#!/usr/bin/env python
# coding: utf-8

# <div align="right">Peter Norvig</div>
# 
# # A Chaos Game with Triangles
# 
# John D. Cook [proposed](https://www.johndcook.com/blog/2017/07/08/the-chaos-game-and-the-sierpinski-triangle/) an interesting "game" from the book *[Chaos and Fractals](https://smile.amazon.com/Chaos-Fractals-New-Frontiers-Science/dp/0387202293)*: start at a vertex of an equilateral triangle. Then move to a new point halfway between the current point and one of the three vertexes of the triangle, chosen at random. Repeat to create *N* points, and plot them.
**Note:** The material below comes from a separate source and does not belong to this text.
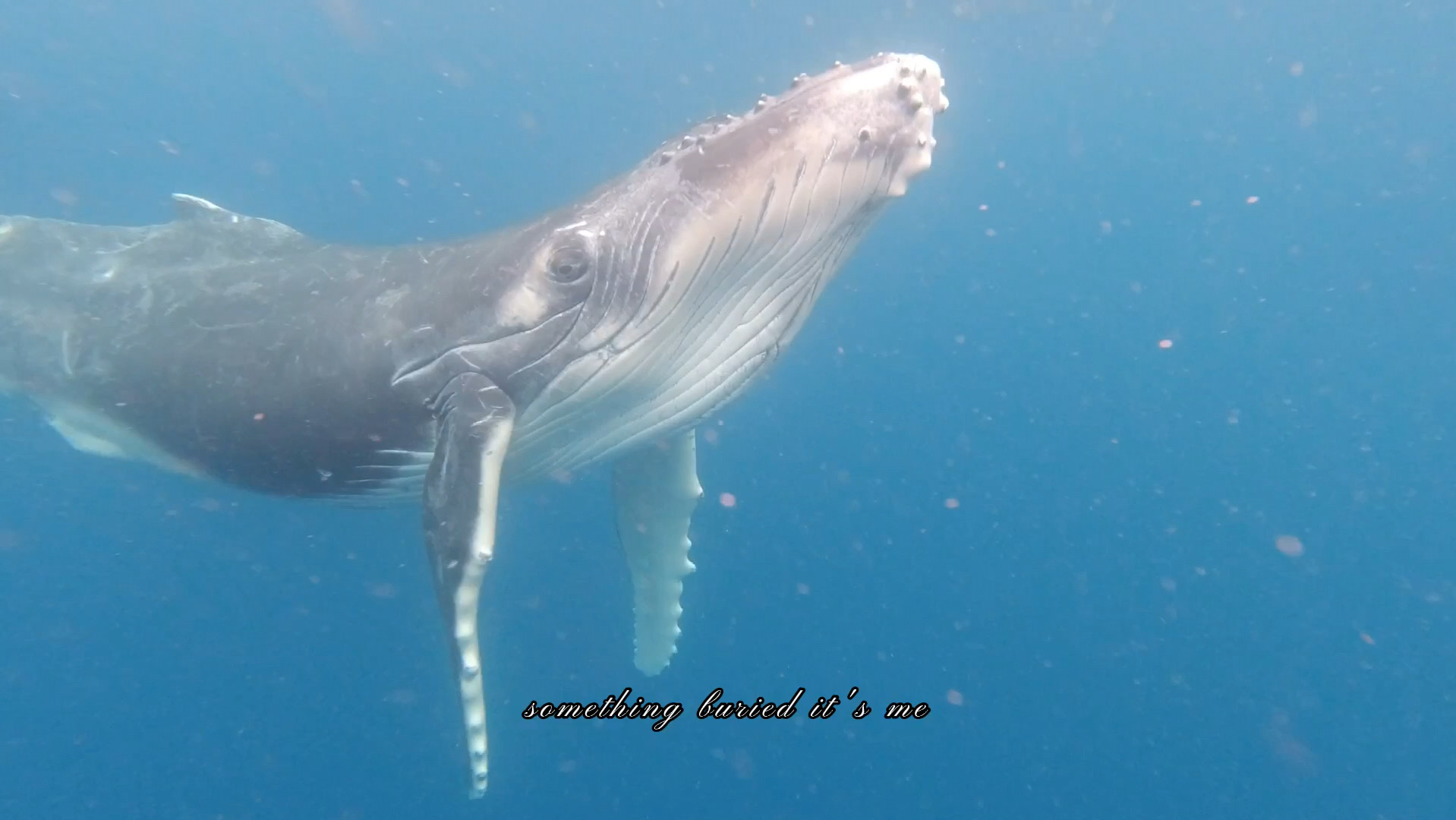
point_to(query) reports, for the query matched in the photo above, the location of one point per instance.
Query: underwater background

What do you get? 
# 
# I'll refactor Cook's code a bit and then we'll see:

# In[1]:


import matplotlib.pyplot as plt
import random

def random_walk(vertexes, N):
    "Walk halfway from current point towards a random vertex; repeat for N points."
    points = [random.choice(vertexes)]
    for _ in range(N-1):
        points.append(midpoint(points[-1], random.choice(vertexes)))
    return points

def show_walk(vertexes, N=5000):
    "Walk halfway towards a random vertex for N points; show reults."
    Xs, Ys = transpose(random_walk(vertexes, N))
    Xv, Yv = transpose(vertexes)
    plt.plot(Xs, Ys, 'r.')
    plt.plot(Xv, Yv, 'bs', clip_on=False)
    plt.gca().set_aspect('equal')
    plt.gcf().set_size_inches(9, 9)
    plt.axis('off')
    plt.show()
    
def midpoint(p, q): return ((p[0] + q[0])/2, (p[1] + q[1])/2)

def transpose(matrix): return zip(*matrix)
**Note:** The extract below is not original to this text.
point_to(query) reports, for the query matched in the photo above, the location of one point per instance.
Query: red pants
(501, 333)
triangle = ((0, 0), (0.5, (3**0.5)/2), (1, 0))


# In[2]:


show_walk(triangle, 20)


# OK, the first 20 points don't tell me much. What if I try 20,000 points?

# In[3]:


show_walk(triangle, 20000)


# Wow! The [Sierpinski Triangle](https://en.wikipedia.org/wiki/Sierpinski_triangle)! 
# What happens if we start with a different set of vertexes, like a square?

# In[4]:


square = ((0, 0), (0, 1), (1, 0), (1, 1))

show_walk(square)


# There doesn't seem to be any structure there. Let's try again to make sure:

# In[5]:


show_walk(square, 20000)


# I'm still not seeing anything but random points. How about a right triangle?

# In[6]:


right_triangle = ((0, 0), (0, 1), (1, 0))
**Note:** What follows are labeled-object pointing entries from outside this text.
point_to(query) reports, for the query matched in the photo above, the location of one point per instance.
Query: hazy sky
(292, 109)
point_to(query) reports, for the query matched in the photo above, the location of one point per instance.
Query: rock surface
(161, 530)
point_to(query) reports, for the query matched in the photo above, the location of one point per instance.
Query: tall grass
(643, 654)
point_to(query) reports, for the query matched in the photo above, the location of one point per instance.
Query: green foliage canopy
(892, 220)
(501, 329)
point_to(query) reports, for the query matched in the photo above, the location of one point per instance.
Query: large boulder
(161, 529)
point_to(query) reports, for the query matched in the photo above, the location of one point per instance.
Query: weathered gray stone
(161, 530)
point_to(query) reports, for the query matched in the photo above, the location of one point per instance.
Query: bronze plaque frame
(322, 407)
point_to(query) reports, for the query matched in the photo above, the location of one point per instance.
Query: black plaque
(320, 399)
show_walk(right_triangle, 20000)


# We get a squished Serpinski triangle. How about a pentagon? (I'm lazy so I had Wolfram Alpha [compute the vertexes](https://www.wolframalpha.com/input/?i=vertexes+of+regular+pentagon).)

# In[7]:


pentagon = ((0.5, -0.688), (0.809, 0.262), (0., 0.850), (-0.809, 0.262), (-0.5, -0.688))

show_walk(pentagon)


# To clarify, let's try again with different numbers of points:

# In[8]:


show_walk(pentagon, 10000)


# In[9]:


show_walk(pentagon, 20000)


# I definitely see a central hole, and five secondary holes surrounding that, and then, maybe 15 holes surrounding those? Or maybe not 15; hard to tell. Is a "Sierpinski Pentagon" a thing? I hadn't heard of it but a [quick search](https://www.google.com/search?q=sierpinski+pentagon) reveals that yes indeed, it is [a thing](http://ecademy.agnesscott.edu/~lriddle/ifs/pentagon/sierngon.htm), and it does have 15 holes surrounding the 5 holes. Let's try the hexagon:

# In[10]:


hexagon = ((0.5, -0.866), (1, 0), (0.5, 0.866), (-0.5, 0.866), (-1, 0), (-0.5, -0.866))

show_walk(hexagon)


# In[11]:


show_walk(hexagon, 20000)


# You can see a little of the six-fold symmetry, but it is not as clear as the triangle and pentagon.